Another fictional sleuth Helen enjoyed, who is also a favourite with me, is Edmund Crispin’s Gervase Fen. Then again it’s hard not to love Fen and his maverick behaviour. Though in her review of The Case of the Gilded Fly (1944), I like how Helen brought up Fen’s wife and children and the pity that they are not included more consistently in the series. Helen wrote that ‘she is a delightful character who keeps [Fen] under some sort of control and whose opinion he values highly.’
However my reading tastes do diverge from Helen’s on the matter of Ngaio Marsh. Whilst for me I often enjoy the beginnings of Marsh novels, but find the middles quite tedious and dull, conversely Helen enjoyed the ‘pages of interrogation by Alleyn and his underlings.’ She even felt ‘Marsh to be a far better writer than Allingham.’ I can’t really comment on this because I have read much more work by Marsh than Allingham. We are both agreed though on Marsh’s ‘ability to describe people, places and events in a way that stay with the reader long after the reading of the book.’ This is probably why I like the beginnings of Marsh’s stories. But I think when it comes to Inspector Alleyn himself we are again in disagreement.

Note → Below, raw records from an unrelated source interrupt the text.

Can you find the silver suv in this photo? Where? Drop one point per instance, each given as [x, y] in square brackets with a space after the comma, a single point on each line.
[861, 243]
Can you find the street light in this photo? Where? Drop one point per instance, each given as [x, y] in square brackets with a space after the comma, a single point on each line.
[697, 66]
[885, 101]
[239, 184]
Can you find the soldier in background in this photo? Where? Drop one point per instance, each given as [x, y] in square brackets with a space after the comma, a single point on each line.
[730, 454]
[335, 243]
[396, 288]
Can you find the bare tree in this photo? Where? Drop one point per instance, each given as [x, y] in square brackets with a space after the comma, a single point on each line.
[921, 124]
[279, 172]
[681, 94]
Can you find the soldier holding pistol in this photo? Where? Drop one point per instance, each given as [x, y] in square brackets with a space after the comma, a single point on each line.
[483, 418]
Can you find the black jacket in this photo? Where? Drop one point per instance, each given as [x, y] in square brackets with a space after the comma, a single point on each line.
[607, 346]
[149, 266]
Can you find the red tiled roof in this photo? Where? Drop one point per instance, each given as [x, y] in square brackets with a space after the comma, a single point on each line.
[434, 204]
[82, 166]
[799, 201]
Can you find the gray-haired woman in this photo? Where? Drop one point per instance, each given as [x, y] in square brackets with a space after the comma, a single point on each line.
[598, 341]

Whereas Helen believed that Marsh was adept at ‘creat[ing] strong characters who develop through the series,’ I on the other hand, find Alleyn a very static and unengaging sleuth.

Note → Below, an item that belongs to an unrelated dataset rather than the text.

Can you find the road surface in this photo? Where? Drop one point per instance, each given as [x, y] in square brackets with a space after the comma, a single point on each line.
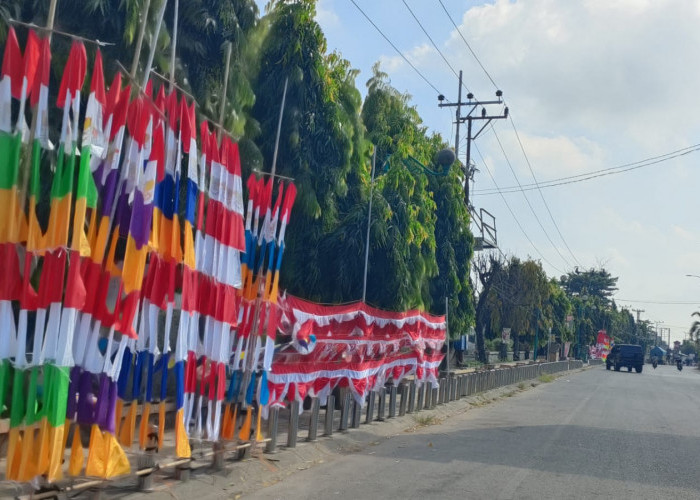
[589, 434]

Do not fear though there are other places where our reading tastes converge. One of these places is Mavis Doriel Hay, whose three mystery novels have been reprinted by the British Library. Whilst I wouldn’t say The Santa Klaus Murder (1936) is my favourite, as it was with Helen, I would say we both enjoyed Hay’s writing style and found her plots ‘clever.’
We are not just similar in our likes but also in our dislikes, well dislike might be too strong a word. Niggles and qualms would better describe it. For instance we both had qualms about some of the plot mechanics in Death on the Riviera (1952) by John Bude, though still enjoying the setting and humour. Equally when it comes to Asey Mayo in Phoebe Atwood Taylor’s Cape Cod series, we were less than impressed with Mayo himself and his tendency to make long speeches in an indecipherable accent.
It was nice that in the researching of this post, looking through Helen’s blog posts etc., that I came across some books I hadn’t read which actually sounded quite intriguing and interesting. Murder at the Flood (1957) by Mabel Esther Allen was one such novel I am now keen to track down.